The End of the Game, livre publié pour la première fois en 1965, est son œuvre la plus connue. Dans cet ouvrage, il y sonne l'hallali de la chasse pour les hommes blancs. Dans des photos animalières assez banales, frontales et empreintes de la mélancolie du noir et blanc, il décrit le péril du continent qui voit dépérir ses espèces sauvages. Ses séries de carcasses d'animaux desséchés sont par ailleurs très impressionnantes. Si Peter Beard aimait se tailler une réputation d'aventurier et de défenseur de l'Afrique, il était aussi un chasseur de têtes : c'est lui qui avait découvert Iman, fille de diplomates, future mannequin star et femme de David Bowie, dans une université kenyane. En photographe de mode averti, il en fait une déesse des podiums, tout en organisant des séances de prises de vues avec d'autres mannequins sur le continent. Habitué du Studio 54, Peter Beard est surtout l'ami des stars, version gold des seventies et eighties. Le photographe a fréquenté Andy Warhol, Salvador Dalí, Jackie Kennedy, Aristote Onassis, Grace Jones et Francis Bacon, qui a peint plusieurs portraits de lui. Il a aussi immortalisé Catherine Deneuve et Carole Bouquet.
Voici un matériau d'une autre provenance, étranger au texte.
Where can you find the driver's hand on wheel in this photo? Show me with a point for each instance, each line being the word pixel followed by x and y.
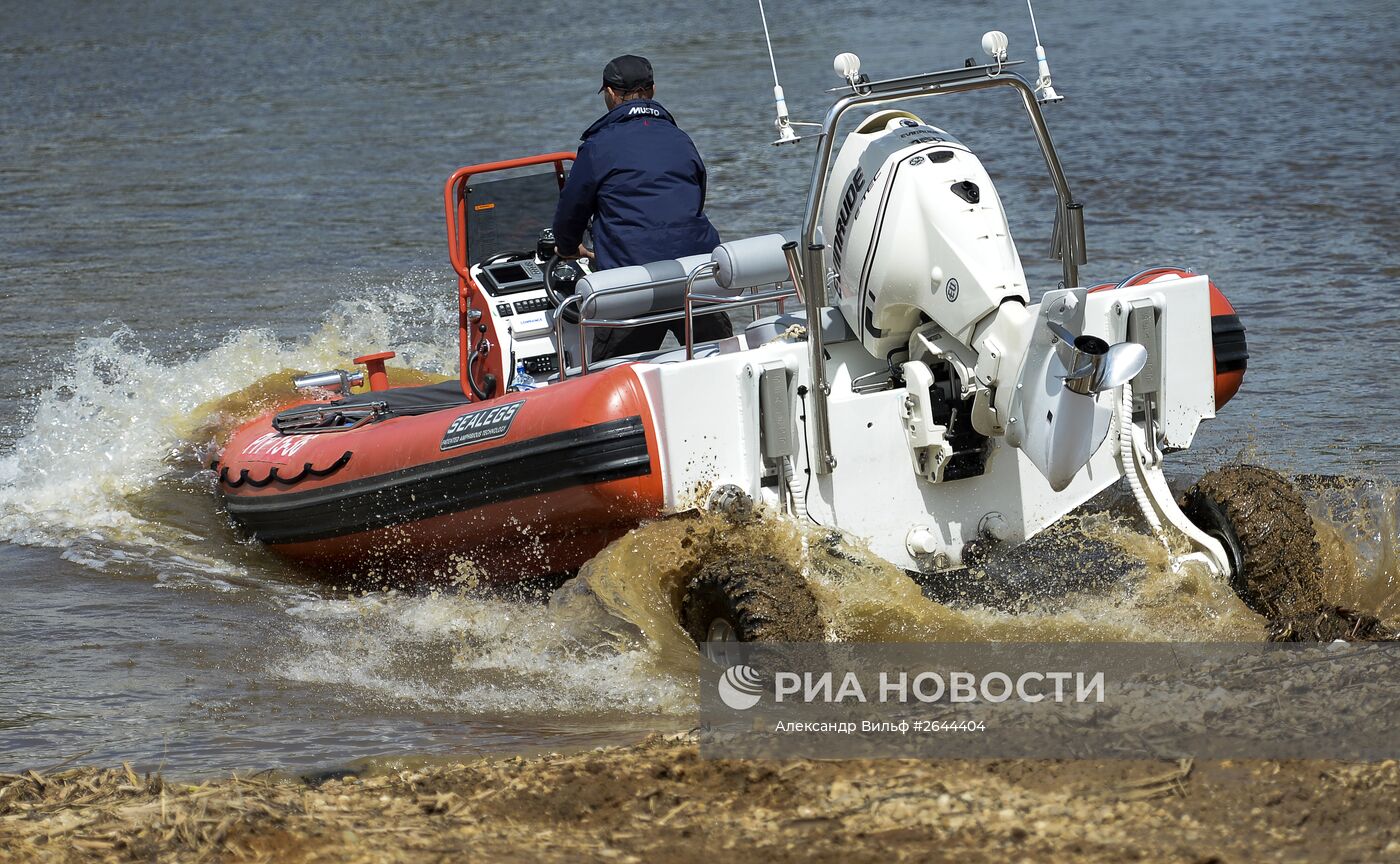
pixel 583 252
Avec Truman Capote, en 1972, le photographe suit la tournée des Rolling Stones en voyageant dans leur avion et voit l'écrivain abandonner petit à petit son récit.

Si sa biographie est émaillée de noms célèbres et clinquants, le «socialite» Peter Beard a aussi bravé quelques infortunes. Jeune, il réchappe d'un accident de moto à 130 kilomètres heure. En 1987, sa maison américaine – il vivait aussi au Kenya – part en fumée, réduisant en cendre tous ses «diaries» (journaux intimes). En 1996, il est grièvement blessé par une éléphante à la frontière tanzanienne. Avec ses défenses, l'animal broie sa cuisse, écrase ses côtes et défonce son bassin. Le photographe aurait déclaré «pour la baise, c'est fini» avant d'être transporté à l'hôpital de Nairobi. De cet affrontement avec le pachyderme en colère, il gardera des séquelles à vie.